Skipping
breakfast and overeating in the evening have been shown to play a significant
role in weight gain and obesity. A study in the journal Obesity found that
consuming the heaviest meal of the day at breakfast and the lightest at dinner
can lead to significant weight loss.
From June
to October 2012, researchers at Tel Aviv University in Israel recruited 93
overweight and obese women to participate in a three-month, 1,400-calorie-a-day
diet, an amount recommended in some weight-loss diets. The women were in their
mid-40s and had metabolic syndrome, the term for a cluster of health conditions
associated with Type 2 diabetes. Half the women were assigned to a breakfast
group (BF) that consumed 50% of the allotted daily calories at breakfast, 36%
at lunch and 14% at dinner. A dinner group (D) did the opposite, eating 14% of
calories at breakfast, 36% at midday and 50% at dinner. Participants were
measured for various body and metabolic markers every two weeks.
The BF
subjects lost an average 19.1 pounds over 12 weeks, while the D group shed 7.9
pounds. BF subjects trimmed 3.3 inches from their waistlines compared with 1.5
inches in D group; body-mass index dropped 10% and 5% in the BF and D groups,
respectively.
Average
triglyceride levels, an indicator of cardiovascular health, decreased by 34% in
BF subjects but increased by 15% in D subjects. Total cholesterol slightly
decreased in both groups but HDL levels, the so-called good cholesterol,
increased significantly only in the BF group.
Levels of
glucose, insulin and ghrelin, an appetite hormone, decreased significantly in
both groups but to a greater extent in BF subjects.
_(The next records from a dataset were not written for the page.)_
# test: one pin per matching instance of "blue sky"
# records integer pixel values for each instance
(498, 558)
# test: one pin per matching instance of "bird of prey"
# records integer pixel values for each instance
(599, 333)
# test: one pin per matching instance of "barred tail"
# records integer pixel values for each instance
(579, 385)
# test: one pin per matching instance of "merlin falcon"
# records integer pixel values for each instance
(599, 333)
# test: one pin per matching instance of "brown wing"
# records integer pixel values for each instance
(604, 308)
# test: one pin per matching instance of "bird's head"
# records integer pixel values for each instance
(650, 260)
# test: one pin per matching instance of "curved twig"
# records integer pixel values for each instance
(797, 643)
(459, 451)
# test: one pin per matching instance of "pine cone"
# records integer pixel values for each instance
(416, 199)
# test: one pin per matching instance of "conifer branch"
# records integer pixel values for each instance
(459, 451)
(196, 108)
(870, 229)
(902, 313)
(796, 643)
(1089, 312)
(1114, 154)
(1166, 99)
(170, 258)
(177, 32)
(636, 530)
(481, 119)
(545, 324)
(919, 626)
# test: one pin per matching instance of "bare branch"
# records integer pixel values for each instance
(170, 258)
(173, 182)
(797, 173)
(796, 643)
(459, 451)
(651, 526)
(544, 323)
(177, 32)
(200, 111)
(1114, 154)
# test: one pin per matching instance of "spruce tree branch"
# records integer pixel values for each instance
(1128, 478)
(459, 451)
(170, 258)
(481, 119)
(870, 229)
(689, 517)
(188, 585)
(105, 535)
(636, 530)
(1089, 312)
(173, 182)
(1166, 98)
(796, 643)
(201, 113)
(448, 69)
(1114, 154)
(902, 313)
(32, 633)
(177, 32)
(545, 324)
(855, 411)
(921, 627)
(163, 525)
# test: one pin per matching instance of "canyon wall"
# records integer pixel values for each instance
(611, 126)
The BF group also had
significantly lower glucose and insulin responses in post-lunch blood tests,
suggesting that eating a relatively high-calorie breakfast helped to maintain
stable insulin levels after the second meal of the day, researchers said.
Caveat: The study was too short to determine the long-term health benefits of high-energy intake at breakfast, they said.